ビル風とは、高層建築物の周りで風が乱れて強まる現象です。建物がなければ穏やかだった足元の風が、強風になって歩行者に影響します。
起きる仕組みは主に2つです。吹きおろしは上空の速い風が壁面にぶつかって地上へ降り、谷間風は建物のすき間を風がまとまって増速して通り抜けます。
対策は、風を弱める形にすることと、足元に風が届かないようにすることです。試験では、対策の向き(弱める形か、強める形か)が狙われます。
| 現象 | 中身 |
|---|---|
| 吹きおろし | 上空の速い風が高い壁面にぶつかり、地上へ吹き下ろす。建物が高いほど強い |
| 谷間風(街路風) | 建物のすき間を風がまとまって通り、増速する(隣棟間隔・配置で大きく変わる) |
| 剥離流 | 建物の角(出隅)で気流が剥がれ、その周りで風が速くなる |
高くて大きい建物が、周りに遮るもののない場所に単独で建つほど、ビル風は起きやすくなります。

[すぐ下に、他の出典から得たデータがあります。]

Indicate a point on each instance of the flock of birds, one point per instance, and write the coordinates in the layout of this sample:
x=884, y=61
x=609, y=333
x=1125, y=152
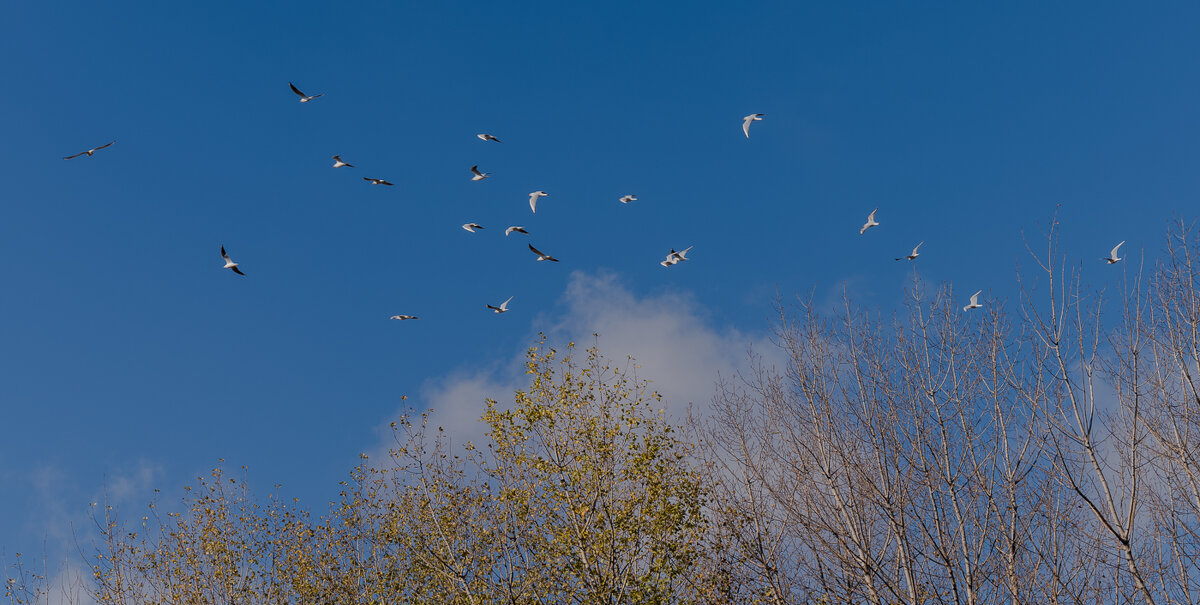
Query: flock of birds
x=672, y=258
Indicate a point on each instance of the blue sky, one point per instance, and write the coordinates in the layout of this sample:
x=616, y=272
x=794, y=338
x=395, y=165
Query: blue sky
x=129, y=355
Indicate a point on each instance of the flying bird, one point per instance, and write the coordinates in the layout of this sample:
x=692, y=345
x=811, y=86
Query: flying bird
x=533, y=199
x=870, y=222
x=304, y=99
x=478, y=175
x=676, y=257
x=90, y=151
x=912, y=255
x=975, y=301
x=502, y=309
x=1113, y=256
x=229, y=263
x=541, y=256
x=747, y=120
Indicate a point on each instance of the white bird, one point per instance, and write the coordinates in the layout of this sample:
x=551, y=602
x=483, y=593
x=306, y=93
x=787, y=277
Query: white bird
x=90, y=151
x=747, y=120
x=229, y=264
x=870, y=222
x=975, y=301
x=541, y=256
x=676, y=257
x=912, y=255
x=533, y=199
x=304, y=99
x=1113, y=256
x=503, y=307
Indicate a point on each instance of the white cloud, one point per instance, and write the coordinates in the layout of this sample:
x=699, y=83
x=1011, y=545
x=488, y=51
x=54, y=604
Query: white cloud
x=669, y=335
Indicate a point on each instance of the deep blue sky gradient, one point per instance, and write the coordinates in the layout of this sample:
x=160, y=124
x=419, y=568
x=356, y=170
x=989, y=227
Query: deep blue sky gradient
x=123, y=341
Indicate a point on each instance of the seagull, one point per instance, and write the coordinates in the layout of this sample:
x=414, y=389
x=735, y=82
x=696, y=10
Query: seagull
x=231, y=264
x=975, y=301
x=1113, y=256
x=502, y=309
x=747, y=120
x=676, y=257
x=533, y=199
x=89, y=153
x=912, y=255
x=304, y=99
x=870, y=222
x=541, y=256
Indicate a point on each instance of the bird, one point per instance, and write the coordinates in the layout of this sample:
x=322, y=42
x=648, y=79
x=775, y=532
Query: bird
x=90, y=151
x=541, y=256
x=304, y=99
x=1113, y=256
x=676, y=257
x=502, y=309
x=912, y=255
x=870, y=222
x=975, y=301
x=533, y=199
x=747, y=120
x=229, y=263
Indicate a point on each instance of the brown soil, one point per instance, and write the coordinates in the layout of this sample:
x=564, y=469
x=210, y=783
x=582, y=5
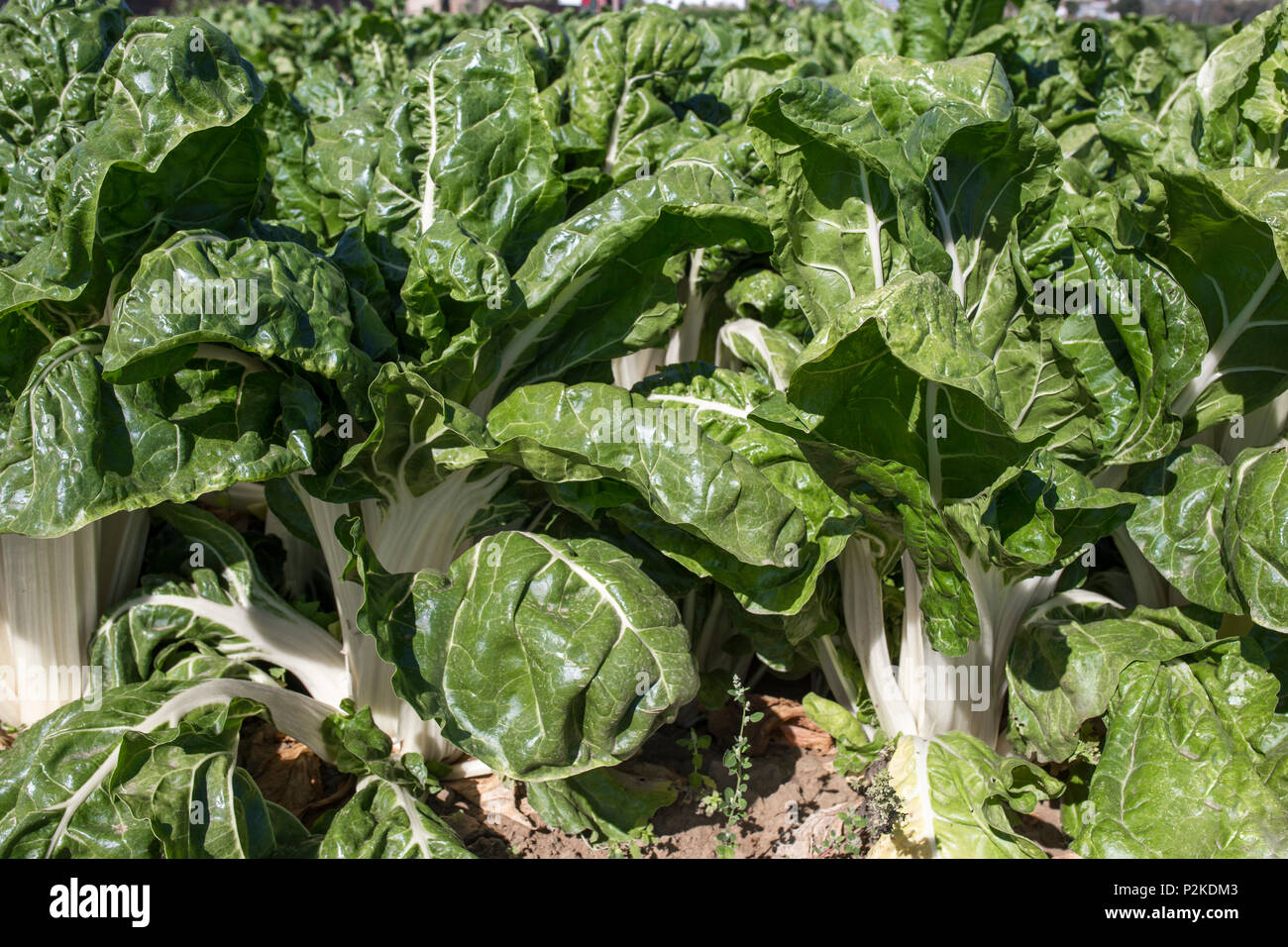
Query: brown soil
x=794, y=801
x=795, y=796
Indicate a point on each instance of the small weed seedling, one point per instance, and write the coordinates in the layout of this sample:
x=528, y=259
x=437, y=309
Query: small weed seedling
x=733, y=802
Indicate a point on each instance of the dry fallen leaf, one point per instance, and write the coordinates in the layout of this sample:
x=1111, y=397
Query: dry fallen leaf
x=494, y=797
x=785, y=722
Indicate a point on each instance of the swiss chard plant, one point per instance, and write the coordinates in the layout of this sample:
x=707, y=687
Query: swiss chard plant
x=481, y=393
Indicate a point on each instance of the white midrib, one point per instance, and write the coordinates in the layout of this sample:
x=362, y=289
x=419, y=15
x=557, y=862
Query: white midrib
x=703, y=405
x=1229, y=335
x=299, y=646
x=874, y=231
x=428, y=191
x=483, y=401
x=295, y=714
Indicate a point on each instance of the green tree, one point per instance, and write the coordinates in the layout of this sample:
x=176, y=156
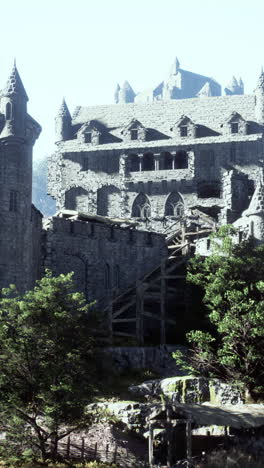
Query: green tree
x=232, y=281
x=47, y=359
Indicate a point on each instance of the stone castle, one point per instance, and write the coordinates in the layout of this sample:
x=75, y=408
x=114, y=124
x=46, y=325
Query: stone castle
x=124, y=175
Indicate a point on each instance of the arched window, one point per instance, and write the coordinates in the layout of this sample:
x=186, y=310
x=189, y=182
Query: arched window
x=141, y=207
x=148, y=163
x=174, y=205
x=181, y=160
x=133, y=162
x=8, y=111
x=167, y=161
x=117, y=277
x=107, y=281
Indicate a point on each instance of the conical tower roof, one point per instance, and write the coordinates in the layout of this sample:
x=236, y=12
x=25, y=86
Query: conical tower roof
x=14, y=84
x=260, y=83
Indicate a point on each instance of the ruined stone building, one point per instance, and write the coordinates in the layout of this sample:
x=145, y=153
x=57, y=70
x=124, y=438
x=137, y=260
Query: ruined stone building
x=124, y=175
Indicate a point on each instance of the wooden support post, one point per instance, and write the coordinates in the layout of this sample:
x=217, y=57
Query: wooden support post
x=189, y=442
x=115, y=453
x=163, y=302
x=151, y=458
x=68, y=448
x=139, y=312
x=82, y=449
x=110, y=321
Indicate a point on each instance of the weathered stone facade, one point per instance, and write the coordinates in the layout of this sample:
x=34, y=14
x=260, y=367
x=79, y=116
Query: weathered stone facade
x=124, y=174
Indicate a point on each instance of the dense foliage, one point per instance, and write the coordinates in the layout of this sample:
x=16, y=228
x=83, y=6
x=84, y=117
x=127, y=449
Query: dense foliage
x=232, y=279
x=47, y=364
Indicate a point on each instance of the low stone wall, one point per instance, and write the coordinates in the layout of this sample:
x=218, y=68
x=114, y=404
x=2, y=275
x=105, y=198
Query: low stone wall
x=156, y=358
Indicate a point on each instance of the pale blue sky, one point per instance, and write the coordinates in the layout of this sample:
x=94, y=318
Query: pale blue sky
x=80, y=49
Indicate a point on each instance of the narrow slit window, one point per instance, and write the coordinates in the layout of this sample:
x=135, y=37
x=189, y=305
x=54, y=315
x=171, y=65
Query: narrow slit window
x=234, y=127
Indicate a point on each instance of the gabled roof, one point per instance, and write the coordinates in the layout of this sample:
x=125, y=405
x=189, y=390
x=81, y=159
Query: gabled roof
x=162, y=115
x=133, y=124
x=183, y=120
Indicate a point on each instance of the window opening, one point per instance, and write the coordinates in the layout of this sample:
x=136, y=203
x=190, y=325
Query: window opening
x=141, y=207
x=107, y=276
x=233, y=155
x=117, y=276
x=8, y=111
x=85, y=164
x=148, y=163
x=174, y=205
x=134, y=163
x=167, y=161
x=88, y=137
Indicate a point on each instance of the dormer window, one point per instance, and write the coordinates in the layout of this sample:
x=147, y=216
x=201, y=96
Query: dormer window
x=134, y=134
x=183, y=130
x=88, y=137
x=234, y=127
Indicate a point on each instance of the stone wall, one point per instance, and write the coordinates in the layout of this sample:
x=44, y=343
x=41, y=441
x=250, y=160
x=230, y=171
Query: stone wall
x=106, y=260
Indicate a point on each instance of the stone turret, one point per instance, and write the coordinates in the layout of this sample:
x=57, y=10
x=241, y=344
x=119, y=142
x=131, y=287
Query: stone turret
x=234, y=87
x=125, y=94
x=20, y=224
x=14, y=106
x=259, y=102
x=63, y=123
x=206, y=91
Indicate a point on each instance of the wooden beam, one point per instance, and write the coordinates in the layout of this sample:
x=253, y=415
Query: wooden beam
x=130, y=335
x=124, y=308
x=189, y=443
x=151, y=458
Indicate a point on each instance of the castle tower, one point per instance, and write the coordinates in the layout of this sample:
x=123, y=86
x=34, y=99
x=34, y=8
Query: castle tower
x=259, y=103
x=255, y=213
x=18, y=132
x=63, y=123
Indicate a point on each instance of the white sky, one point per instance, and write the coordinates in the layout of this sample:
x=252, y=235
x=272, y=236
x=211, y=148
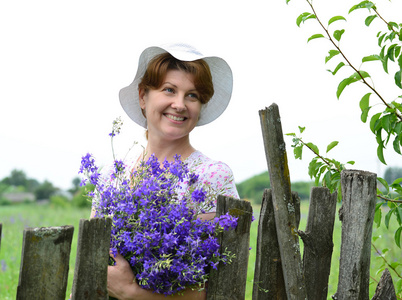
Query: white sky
x=62, y=64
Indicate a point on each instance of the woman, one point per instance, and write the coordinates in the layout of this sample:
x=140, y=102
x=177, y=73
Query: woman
x=175, y=89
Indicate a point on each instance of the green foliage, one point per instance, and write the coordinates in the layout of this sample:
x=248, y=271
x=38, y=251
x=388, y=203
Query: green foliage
x=45, y=190
x=323, y=170
x=392, y=173
x=60, y=201
x=80, y=198
x=385, y=125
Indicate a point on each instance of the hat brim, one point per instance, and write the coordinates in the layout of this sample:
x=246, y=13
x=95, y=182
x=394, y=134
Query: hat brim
x=222, y=80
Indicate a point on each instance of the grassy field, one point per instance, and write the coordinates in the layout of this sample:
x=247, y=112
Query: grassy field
x=16, y=218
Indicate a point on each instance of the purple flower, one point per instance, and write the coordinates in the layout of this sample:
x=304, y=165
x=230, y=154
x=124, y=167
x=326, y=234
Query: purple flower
x=167, y=246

設計では、風洞実験やCFD(数値流体解析)で、歩行者の高さの風環境を確かめます。
一級建築士 計画では、商業建築・環境のテーマで問われます。引っかけは「出隅を尖らせて風を弱める」「ピロティで足元を開けて風を弱める」のように、対策の向きを逆にするものです。
出隅(建物の角)はどう処理すると風がやわらぐ?
隅切りや曲面にします。角を丸める・面取りすることで剥離がやわらぎ、風の増速を抑えられます。角を尖らせると逆に風が強まります。
ビル風の評価にはどんな方法を使う?
風洞実験やCFD(数値流体解析)です。模型や計算で、建物・街路・周辺をふくめた歩行者レベルの風環境を確かめます。
ビル風は、吹きおろし・谷間風・剥離流で足元の風が強まる現象です。出隅の隅切りや曲面、低層部のスカート、配置の工夫、防風植栽などでやわらげます。出隅を尖らせたりピロティで足元を開けると逆に強まる、と押さえます。
出典・参考
※ このページの確認日:2026年6月
まちがえやすいポイント
対策の向きがいちばん狙われます。出隅は隅切り・曲面にすると風がやわらぎ、足元を開けると風は強まります。
「出隅を直角に尖らせると風がやわらぐ」「ピロティで足元を開けると風が弱まる」と書いてあれば誤りです。角の剥離や足元の吹き抜けは、いずれも風を強めます。